Watching him dash away, swinging an old bouquet (dead roses)
Sake and strange divine Uh-h-h-uh-h-uh you’ll make it
Passionate bright young things, takes him away to war (don’t fake it)
Sadden glissando strings
Uh-h-h-uh-h-uh, you’ll make it
Aladdin Sane. David Bowie.
Acabo de ver la premiación de los premios Oscar, con aquel decorado de plexiglás dorado que asombró al mundo desde el lujoso teatro Dolby de Los Ángeles en ajena semejanza al tupé dorado-naranja del Míster Trump.

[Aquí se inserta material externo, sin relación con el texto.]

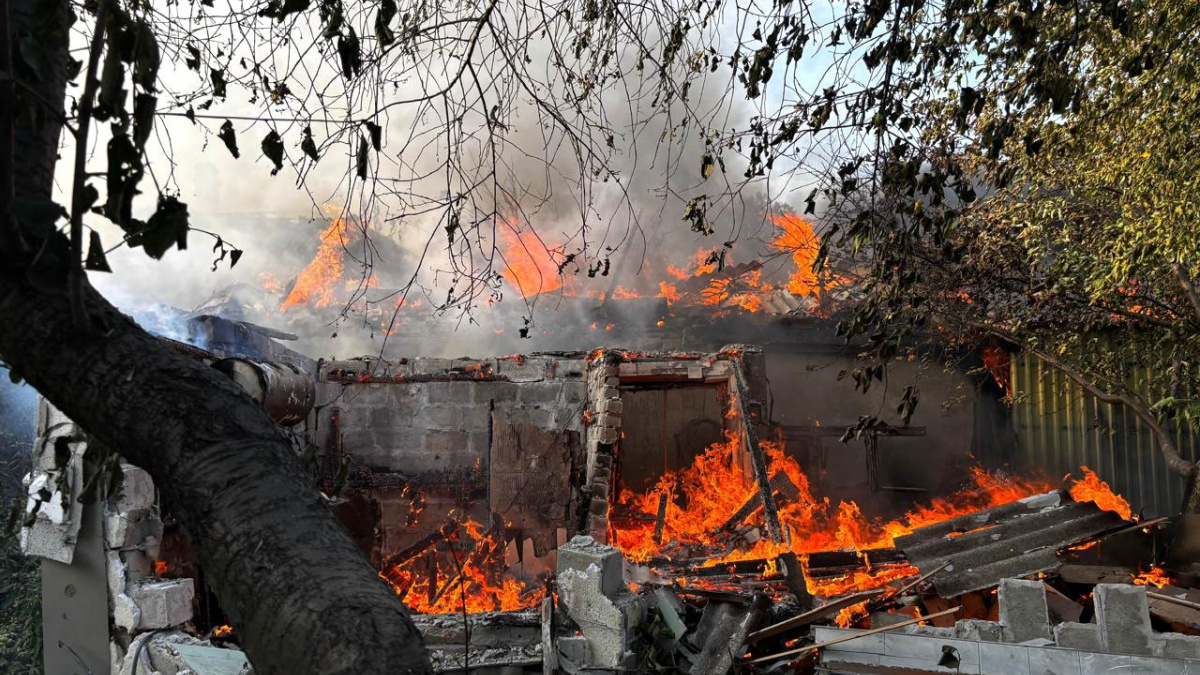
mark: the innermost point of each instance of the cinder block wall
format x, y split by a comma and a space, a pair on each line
427, 422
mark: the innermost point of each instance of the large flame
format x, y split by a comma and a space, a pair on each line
1091, 489
701, 499
528, 266
322, 279
797, 238
471, 577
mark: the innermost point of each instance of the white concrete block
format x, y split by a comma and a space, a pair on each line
163, 603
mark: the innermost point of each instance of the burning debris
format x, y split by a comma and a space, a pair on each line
517, 507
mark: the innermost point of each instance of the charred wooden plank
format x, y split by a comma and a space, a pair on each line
1096, 573
849, 638
661, 520
774, 527
813, 615
780, 485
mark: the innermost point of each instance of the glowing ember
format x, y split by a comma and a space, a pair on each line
1153, 577
851, 615
269, 284
469, 577
714, 487
528, 266
317, 285
1091, 489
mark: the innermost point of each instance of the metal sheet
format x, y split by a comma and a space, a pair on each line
1061, 428
75, 605
1009, 541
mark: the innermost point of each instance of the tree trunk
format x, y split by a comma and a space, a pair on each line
299, 592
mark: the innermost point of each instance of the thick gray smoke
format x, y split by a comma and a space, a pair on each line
613, 230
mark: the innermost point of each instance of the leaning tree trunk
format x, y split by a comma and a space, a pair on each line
299, 592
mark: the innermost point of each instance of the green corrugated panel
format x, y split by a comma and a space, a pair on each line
1059, 428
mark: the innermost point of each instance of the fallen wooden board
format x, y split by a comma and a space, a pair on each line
815, 614
1175, 607
849, 638
1096, 574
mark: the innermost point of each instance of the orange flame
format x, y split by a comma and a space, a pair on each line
797, 237
317, 284
528, 266
1091, 489
1153, 577
714, 488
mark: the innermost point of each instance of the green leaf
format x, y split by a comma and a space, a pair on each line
229, 138
333, 17
143, 118
273, 147
193, 58
167, 227
30, 51
145, 58
376, 135
383, 19
361, 160
96, 260
37, 214
280, 10
349, 54
219, 82
309, 145
111, 100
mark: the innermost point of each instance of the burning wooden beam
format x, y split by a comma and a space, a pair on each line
771, 512
779, 483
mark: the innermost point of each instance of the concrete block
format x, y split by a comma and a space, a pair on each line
593, 592
451, 448
979, 629
429, 365
539, 393
162, 603
1177, 645
455, 418
457, 393
1084, 637
522, 371
582, 554
606, 419
137, 489
1105, 664
606, 435
568, 417
1023, 610
1054, 662
1003, 659
497, 392
574, 393
1123, 617
610, 406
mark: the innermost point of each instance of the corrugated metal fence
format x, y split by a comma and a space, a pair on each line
1060, 428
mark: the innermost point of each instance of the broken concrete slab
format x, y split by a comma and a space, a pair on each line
1023, 610
162, 603
1083, 637
978, 629
593, 593
1123, 617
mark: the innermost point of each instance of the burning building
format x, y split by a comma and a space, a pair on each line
706, 497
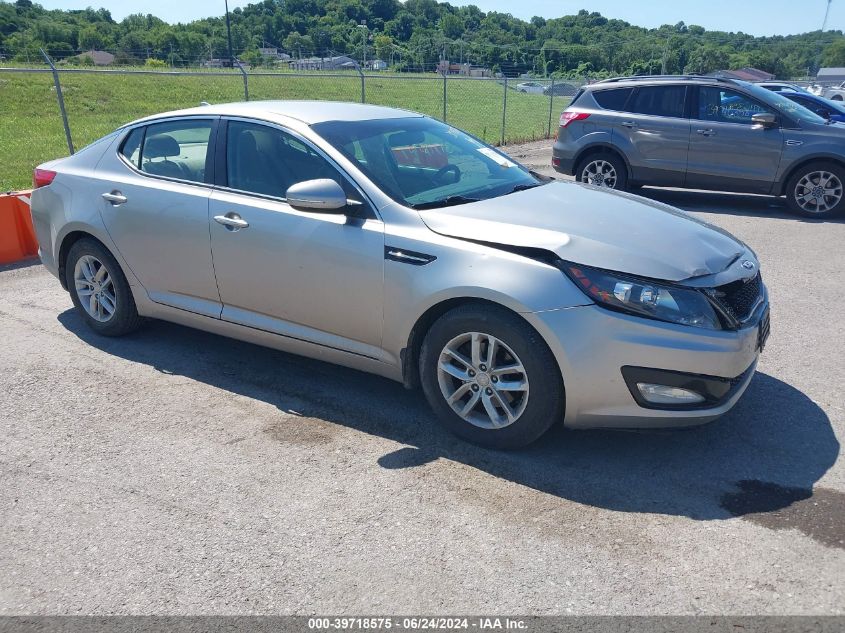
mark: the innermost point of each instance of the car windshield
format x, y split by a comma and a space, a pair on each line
423, 163
785, 105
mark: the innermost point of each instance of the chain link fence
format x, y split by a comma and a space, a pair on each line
32, 128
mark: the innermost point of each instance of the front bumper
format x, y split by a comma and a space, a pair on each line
593, 345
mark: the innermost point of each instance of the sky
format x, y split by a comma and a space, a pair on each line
758, 17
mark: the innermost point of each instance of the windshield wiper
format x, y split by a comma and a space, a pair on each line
524, 187
451, 201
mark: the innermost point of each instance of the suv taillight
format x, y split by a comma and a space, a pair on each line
568, 117
42, 178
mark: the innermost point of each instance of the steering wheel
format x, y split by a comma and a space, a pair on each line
454, 169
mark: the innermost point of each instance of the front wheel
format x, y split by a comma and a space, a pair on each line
490, 378
816, 190
603, 170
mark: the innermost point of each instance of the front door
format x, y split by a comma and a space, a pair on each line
312, 276
153, 196
727, 151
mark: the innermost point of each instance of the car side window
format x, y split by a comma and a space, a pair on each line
265, 160
612, 99
131, 148
659, 101
814, 106
727, 106
176, 149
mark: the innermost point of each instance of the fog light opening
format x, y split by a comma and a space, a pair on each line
664, 394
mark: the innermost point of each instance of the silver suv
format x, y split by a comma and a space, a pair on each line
703, 133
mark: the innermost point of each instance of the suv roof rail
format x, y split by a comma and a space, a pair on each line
665, 78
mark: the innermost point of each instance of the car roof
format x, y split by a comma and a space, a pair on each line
308, 112
663, 80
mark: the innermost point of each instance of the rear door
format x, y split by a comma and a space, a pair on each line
727, 151
654, 134
153, 196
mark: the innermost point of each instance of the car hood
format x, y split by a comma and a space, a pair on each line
595, 227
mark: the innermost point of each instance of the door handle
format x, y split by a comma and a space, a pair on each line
115, 198
232, 221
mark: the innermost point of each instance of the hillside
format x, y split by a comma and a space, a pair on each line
413, 35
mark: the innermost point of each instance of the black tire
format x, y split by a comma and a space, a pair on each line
545, 399
619, 167
795, 186
125, 317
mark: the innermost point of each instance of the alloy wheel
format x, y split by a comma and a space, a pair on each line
818, 192
599, 173
483, 380
95, 288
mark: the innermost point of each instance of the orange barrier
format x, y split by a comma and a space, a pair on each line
17, 236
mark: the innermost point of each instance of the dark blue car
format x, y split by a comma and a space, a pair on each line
823, 107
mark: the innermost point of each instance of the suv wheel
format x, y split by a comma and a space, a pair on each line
816, 190
99, 289
490, 378
602, 170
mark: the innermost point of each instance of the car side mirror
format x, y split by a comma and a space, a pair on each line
764, 120
321, 195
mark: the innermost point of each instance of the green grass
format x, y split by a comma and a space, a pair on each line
31, 129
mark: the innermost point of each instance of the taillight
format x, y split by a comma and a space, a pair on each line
42, 178
568, 117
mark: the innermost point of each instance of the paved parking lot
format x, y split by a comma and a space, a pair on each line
179, 472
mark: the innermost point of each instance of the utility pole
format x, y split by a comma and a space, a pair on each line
364, 26
229, 35
826, 14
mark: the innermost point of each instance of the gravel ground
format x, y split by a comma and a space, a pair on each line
177, 472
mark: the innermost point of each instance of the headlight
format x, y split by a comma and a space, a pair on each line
644, 297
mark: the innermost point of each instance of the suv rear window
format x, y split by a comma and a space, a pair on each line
659, 101
613, 99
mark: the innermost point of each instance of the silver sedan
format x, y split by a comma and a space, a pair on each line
389, 242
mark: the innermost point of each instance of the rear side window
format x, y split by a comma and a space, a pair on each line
176, 149
131, 149
659, 101
613, 99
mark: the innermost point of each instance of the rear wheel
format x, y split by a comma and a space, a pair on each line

Recordé a Gibbon cuando describe la decadencia del Imperio Romano. Su lenta implosión desde las entrañas; desvarío cuando pienso que las primeras manifestaciones de esa decadencia ocurren invariablemente con un arte aburrido, siempre premiado por los centros dorados del Poder (cinematográfico).
Una ceremonia diseñada por los hombres políticamente correctos, un Lineamiento post-ideológico de Hollywood, una nueva forma de aburrimiento.
Y, no digo todo esto porque mis filmes favoritos en esa noche de lo banal no fueran finalmente premiados, esa es otra versión de la historia, la mía, la que me reservo.
Lo digo porque me aburrí viendo el mismo ir y venir de una aristocracia elitista prisionera entre las neurosis que provoca el mucho dinero y lo «políticamente correcto». Me aburro cuando veo a un actor mediocre con una ridícula prótesis dental intentar imitar en el escenario y en la vida a la Reina Mercury, a un danés-argentino interpretar a un racista que en el fondo es un buen tipo de familia o la historia en blanco y negro de una empleada doméstica de Oaxaca en una nación azotada por las mafias de la política y el narcotráfico, sin límites definidos entre los unos y otros.
La noche concluyó con las estatuillas más doradas en la historia del cine; mas doradas que el propio decorado del Dolby LA. Una noche de Queens Transformers (Marvel dixit). Pero no había Reino que gobernar, ni Reinas, ni Reyes, el arte estaba en una galaxia muy lejana, en el “Transformer” de Lou Reed, o en la resurrección del Marqués de Sade nacido esta vez en formas de «rock star» en Zanzíbar, inmigrante, pobre, homosexual, millonario, sadomasoquista, muerto de SIDA; y… es que los “genios no deben morir (pues estamos muy escasos de ellos”).
“Green Book” dice el crítico de Los Ángeles “es frívola, deshonesta y racista” aunque aparente lo contrario. Lo que no dice el critico Justin es que fue el filme premiado como el mejor del 2018, pues se asemeja mucho a la Sociedad del Entretenimiento que lo engendró.
«Sociedad» que por igual engendró a un presidente misógino, racista, presuntamente criminal, cuyo tupé dorado adornó toda la ceremonia como el recordatorio de un neo fantasma que recorre el mundo, un Big Brother igual de «frívolo, deshonesto y racista” .
El ideal trillado de reconciliación racial del “Green Book” se merece el premio pues representa ese ideal cursi y falso que exporta toda una nación con sus ilusas panaceas que vienen indistintamente incorporadas desde sus insalubres hamburguesas hasta su cine plebeyo y prejuiciado.
Terminada la ceremonia fui al equipo de música, bese a mi esposa en la nuca y los labios, deje que el azar y la noche hicieran su trabajo, un tema de Queen, nos servimos un vodka doble con hielo y zumo de naranja, mirando como comenzaba la mañana entre las estrellas y Neptuno, las serpientes del Nilo, los siete mares y las flores del Valle, entre los reyes (y las reinas) que pierden sus reinos por un caballo, nos hicimos el amor en paz, «frívolos y deshonestos».